Hay en las situaciones violentas y en las
horas de extremada ansiedad un instante en
que los nervios se aflojan y el cuerpo se rinde
a la necesidad de descanso. La inquietud, la
calentura del viejo monarca se aplacaron desde
que se dejó caer sobre aquel reborde de
piedra en el solitario fortificado recinto. Por
las saeteras vio la luz roja del poniente, que
abrasaba el campo con reflejos de hoguera
enorme. Aquella claridad purpúrea, sangrienta,
devoradora, fue lo último que advirtió David
antes de cerrar los párpados y reclinar la
cabeza en el muro, olvidando lo presente, las
angustias de la incertidumbre y los terrores
del espíritu…
Y después siguió viendo la misma claridad
del ocaso; pero sus tonos se habían dulcificado,
fundiéndose en suaves medias tintas naranja,
oro y verde. Era el divino atardecer de
los países orientales, cien veces más hermoso
que la aurora. Irisaciones de perla abrillantaban
las imperceptibles nubecillas, desgarradas
como jirones del velo de una danzarina filistea;
y sobre el arrebolado horizonte, las ramas
de los sicomoros y de los cedros formaban
un pabellón de misterio y sombra sugestiva.

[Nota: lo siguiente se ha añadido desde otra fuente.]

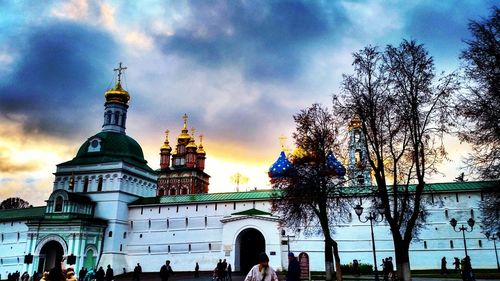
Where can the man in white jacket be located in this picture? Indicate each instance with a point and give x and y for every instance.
(262, 271)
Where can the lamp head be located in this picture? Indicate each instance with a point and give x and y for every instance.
(381, 209)
(471, 222)
(359, 210)
(453, 223)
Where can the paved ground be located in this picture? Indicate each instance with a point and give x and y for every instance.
(241, 277)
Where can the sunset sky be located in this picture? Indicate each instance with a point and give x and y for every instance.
(238, 69)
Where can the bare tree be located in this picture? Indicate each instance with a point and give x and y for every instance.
(479, 105)
(309, 193)
(404, 112)
(14, 203)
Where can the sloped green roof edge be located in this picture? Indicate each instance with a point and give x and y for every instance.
(266, 194)
(252, 212)
(22, 214)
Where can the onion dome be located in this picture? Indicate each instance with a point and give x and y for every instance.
(281, 167)
(191, 143)
(117, 94)
(355, 123)
(200, 149)
(334, 165)
(109, 147)
(184, 132)
(166, 145)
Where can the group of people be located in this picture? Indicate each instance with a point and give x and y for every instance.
(16, 276)
(388, 269)
(222, 271)
(263, 272)
(463, 266)
(60, 273)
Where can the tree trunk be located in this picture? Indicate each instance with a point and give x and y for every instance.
(403, 260)
(338, 272)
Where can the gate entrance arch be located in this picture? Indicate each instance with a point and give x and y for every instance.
(249, 244)
(50, 253)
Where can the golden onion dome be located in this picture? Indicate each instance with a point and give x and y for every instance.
(191, 143)
(117, 94)
(355, 123)
(200, 149)
(166, 145)
(299, 152)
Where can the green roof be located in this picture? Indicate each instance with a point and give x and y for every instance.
(462, 186)
(267, 194)
(22, 214)
(252, 212)
(205, 197)
(114, 147)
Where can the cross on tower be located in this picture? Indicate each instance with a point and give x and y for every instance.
(119, 69)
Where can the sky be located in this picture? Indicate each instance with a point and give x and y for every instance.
(240, 70)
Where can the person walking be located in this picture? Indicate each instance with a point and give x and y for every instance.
(229, 271)
(456, 263)
(262, 271)
(166, 271)
(293, 273)
(99, 275)
(109, 273)
(196, 270)
(136, 276)
(444, 270)
(81, 274)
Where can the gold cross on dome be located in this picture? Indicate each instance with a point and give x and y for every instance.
(120, 69)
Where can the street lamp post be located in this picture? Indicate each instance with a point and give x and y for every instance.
(463, 228)
(494, 237)
(372, 216)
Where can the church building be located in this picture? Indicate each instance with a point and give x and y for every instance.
(108, 206)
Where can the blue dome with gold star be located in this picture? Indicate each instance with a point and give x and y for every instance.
(337, 168)
(281, 167)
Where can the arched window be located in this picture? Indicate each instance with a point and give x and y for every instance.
(99, 184)
(107, 117)
(58, 204)
(360, 180)
(117, 116)
(86, 184)
(357, 136)
(358, 155)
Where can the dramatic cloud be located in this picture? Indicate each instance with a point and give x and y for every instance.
(60, 76)
(268, 39)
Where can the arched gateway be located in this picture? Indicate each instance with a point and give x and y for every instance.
(249, 243)
(50, 253)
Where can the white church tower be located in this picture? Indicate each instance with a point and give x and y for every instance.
(358, 167)
(111, 171)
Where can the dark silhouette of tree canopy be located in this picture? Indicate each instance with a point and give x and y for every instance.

La frescura del aire atenuaba las emanaciones
fuertes de las resinas y las gomas; una
languidez voluptuosa se apoderaba del corazón.
David se levantaba, se apoyaba en el
balaustre de jaspe de la terraza, se inclinaba
para hundir la mirada en los macizos de verdura,
atraído por el rumor delicioso de los
chorros de agua que se deshilan en el ancho
pilón de mármol, surtiendo por diez bocas de
bronce. Y al punto mismo en que el rey se
inclina, sobre las gradas que conducen a la
pila aparece una viviente estatua, rosada por
el reflejo del cielo, vestida únicamente de la
negra cabellera caudalosa, que se reparte
como los hilos del agua, y ondea y brilla y
juega, y se esparce, recién ungida de aceite
de nardo que la mujer, alzando los brazos,
extiende por los rizos sombríos, enredándolos
entre los dedos…
Todo el incendio del firmamento ardió en
las venas de David. Él mismo, desde aquella
hora, se maravilló dentro de sí, no comprendiendo.
Estaba bien seguro de que su fiel copero
no le había vertido en el vino zumo de
hierbas, en las cuales el conjuro de alguna
nigromántica como la de Endor insinúa traidoramente
el filtro de la pasión repentina y mortal.
Pasados eran para David los días de la
juventud, cuando su mano certera clavaba el
guijarro afilado en la frente del descomunal
gigante. Innumerables mujeres habían impregnado
el olfato del rey con el perfume de
sus cabelleras, y al disiparse éste se borraba
la imagen, porque es indigno del sabio, del
profeta, del caudillo, del legislador, reblandecerse
en el harén, ser cautivo de una débil
hembra. Y sin embargo, en aquel instante, no
cabía duda, era el incendio del cielo el que
ardía en las venas de David, y el rey conocía
que ni toda el agua de la piscina, ni de los
torrentes que bajan impetuosos de Cedar y
Hebrón, sería bastante a extinguirlo. Betsabé
le había robado el seso, no con el crujir de sus
sandalias, porque descalzos tenía los finos
pies y hasta sin argolla de plata el sutil tobillo,
sino con el aroma peculiar de sus bucles negros
como la tentación.
Rápidamente sobrevenía la noche, y muchas
noches más, durante las cuales David se
abismaba en su pecado, esperando de un
modo confuso la hora del arrepentimiento.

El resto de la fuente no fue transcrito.